Not to say that there's anything particularly WRONG with this
version. Far from it. Ronald Harwood's script is actually a rather
good adaptation, and its directed by Roman Polanski, for crissakes,
Still, this has been done to death and there's nothing remarkably
different about it.
Oliver Twist(Barney Clark), the angelic little orphan with all
that bad luck, loses the draw and goes to ask for more gruel at
the workhouse, and is sold off by that evil beadle Mr.

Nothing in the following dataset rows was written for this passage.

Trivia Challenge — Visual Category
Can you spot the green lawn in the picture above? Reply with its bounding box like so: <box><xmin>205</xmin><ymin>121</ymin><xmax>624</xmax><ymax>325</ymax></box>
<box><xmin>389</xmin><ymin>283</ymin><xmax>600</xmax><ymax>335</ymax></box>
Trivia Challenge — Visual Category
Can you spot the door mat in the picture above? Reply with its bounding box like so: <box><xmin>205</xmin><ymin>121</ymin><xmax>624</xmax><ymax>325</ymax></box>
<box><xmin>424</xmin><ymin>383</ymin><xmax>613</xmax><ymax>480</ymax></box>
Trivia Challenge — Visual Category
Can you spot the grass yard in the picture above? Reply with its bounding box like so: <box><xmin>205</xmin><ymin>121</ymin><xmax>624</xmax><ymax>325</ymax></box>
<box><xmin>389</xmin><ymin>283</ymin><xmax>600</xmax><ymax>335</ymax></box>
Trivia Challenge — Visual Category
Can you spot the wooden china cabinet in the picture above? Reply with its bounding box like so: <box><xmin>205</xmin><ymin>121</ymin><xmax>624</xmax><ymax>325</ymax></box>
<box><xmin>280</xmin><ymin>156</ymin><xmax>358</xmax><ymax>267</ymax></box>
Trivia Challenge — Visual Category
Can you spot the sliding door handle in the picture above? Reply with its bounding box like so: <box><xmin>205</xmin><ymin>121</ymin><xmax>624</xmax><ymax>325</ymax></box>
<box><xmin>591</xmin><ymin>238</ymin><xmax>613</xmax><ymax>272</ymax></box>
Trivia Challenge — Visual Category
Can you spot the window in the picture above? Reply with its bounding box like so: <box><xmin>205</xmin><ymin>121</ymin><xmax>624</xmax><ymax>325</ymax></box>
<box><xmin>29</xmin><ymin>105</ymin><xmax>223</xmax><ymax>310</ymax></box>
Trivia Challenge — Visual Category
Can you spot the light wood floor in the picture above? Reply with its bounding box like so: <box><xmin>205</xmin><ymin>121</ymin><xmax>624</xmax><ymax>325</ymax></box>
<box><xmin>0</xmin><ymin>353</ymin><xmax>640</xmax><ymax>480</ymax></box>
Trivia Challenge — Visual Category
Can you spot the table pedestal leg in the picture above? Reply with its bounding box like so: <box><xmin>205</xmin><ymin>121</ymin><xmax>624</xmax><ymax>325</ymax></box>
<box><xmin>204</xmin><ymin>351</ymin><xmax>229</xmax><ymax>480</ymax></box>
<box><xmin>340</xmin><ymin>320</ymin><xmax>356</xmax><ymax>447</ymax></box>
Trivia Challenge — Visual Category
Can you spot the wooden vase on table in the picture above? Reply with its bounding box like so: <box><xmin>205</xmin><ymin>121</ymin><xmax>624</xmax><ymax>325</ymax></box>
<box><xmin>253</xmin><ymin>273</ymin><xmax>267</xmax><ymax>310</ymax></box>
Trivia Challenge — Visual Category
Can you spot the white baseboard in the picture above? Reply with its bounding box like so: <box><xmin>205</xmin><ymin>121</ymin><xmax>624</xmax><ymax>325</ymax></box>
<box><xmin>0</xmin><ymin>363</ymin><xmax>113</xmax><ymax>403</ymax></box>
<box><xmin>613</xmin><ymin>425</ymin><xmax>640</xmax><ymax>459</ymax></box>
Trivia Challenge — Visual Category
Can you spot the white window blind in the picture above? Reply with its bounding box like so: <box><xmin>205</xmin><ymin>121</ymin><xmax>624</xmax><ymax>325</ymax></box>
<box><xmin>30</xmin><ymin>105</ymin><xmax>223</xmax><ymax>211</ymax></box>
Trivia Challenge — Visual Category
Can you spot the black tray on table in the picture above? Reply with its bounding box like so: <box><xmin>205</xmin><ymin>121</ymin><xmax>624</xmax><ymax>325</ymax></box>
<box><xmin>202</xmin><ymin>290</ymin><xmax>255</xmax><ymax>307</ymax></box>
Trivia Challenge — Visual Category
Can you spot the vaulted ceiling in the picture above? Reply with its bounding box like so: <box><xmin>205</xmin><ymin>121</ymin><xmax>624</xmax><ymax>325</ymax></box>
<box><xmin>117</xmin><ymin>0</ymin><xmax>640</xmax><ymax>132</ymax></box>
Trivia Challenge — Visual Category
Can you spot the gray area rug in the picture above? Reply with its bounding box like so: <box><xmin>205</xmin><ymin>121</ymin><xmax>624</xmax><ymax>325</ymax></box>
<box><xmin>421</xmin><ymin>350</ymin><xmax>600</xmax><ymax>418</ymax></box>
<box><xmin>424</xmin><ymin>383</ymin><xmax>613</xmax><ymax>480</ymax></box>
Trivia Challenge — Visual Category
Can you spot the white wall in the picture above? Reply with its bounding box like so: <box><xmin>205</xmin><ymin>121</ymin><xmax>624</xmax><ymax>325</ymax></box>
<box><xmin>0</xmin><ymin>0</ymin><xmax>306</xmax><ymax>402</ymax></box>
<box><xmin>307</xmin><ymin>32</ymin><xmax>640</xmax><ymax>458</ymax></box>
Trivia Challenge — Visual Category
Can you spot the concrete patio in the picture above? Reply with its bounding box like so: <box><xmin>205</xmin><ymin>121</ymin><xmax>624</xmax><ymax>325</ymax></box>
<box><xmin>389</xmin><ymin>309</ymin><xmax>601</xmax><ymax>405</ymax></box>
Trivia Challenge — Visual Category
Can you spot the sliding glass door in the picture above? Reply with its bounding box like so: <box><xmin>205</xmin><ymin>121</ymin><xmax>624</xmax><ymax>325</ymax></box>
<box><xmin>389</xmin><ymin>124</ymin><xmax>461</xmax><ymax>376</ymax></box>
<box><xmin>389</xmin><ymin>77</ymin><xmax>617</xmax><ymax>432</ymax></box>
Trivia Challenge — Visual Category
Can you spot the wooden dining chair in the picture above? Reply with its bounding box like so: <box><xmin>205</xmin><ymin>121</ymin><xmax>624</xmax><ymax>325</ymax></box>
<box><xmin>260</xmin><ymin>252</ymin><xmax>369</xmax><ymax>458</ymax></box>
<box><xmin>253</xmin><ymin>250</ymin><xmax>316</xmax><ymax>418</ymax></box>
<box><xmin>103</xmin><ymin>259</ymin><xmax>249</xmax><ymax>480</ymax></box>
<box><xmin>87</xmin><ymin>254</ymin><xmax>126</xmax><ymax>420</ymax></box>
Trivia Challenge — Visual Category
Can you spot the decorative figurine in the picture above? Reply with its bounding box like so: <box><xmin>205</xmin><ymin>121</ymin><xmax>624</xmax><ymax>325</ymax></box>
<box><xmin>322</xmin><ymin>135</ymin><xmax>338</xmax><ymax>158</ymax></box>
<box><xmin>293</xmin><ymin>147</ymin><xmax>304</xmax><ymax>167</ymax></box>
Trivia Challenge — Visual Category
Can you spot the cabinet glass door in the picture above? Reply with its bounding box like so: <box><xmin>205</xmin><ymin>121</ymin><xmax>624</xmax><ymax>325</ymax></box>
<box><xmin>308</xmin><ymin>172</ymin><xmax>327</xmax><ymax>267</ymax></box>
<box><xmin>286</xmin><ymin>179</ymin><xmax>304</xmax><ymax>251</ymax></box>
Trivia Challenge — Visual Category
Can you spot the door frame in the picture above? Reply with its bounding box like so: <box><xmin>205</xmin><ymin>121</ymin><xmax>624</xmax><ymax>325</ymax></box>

Bumble(Jeremy Swift) to an undertaker(Michael Heath) and his
shrewish wife(Gillian Hanna), then runs off to London, where
starving and exhausted, is taken under the wing of the Artful
Dodger(Harry Eden) and is then employed by that beloved villain,
Fagan(Ben Kingsley), who was the stereotypical Jew all the way
past the Second World War.
Of course he gets rescued by the kindly Mr. Brownlow(Edward
Hardwicke), then gets counter-rescued by Nancy(Leanne Rowe) and
the despicable Bill Sykes(Jamie Foreman) and then there's the
robbery, murder and all that 19th century sociology that Dickens
was famous for. He was paid by the WORD y'know, and the original
novel was serialized, sort of like a TV miniseries except that…no,
for it's time, the 1840s, it WAS a TV miniseries, and clocking in
at two hours and ten minutes, one's arse begins to get antsy about
three quarters the way through.
Is it worth taking your kids on a Saturday afternoon? Maybe.
Renting the video sometime in the spring so the little darlings
can cheat on their book report? Actually, that might work as it's
unusually faithful to the original source.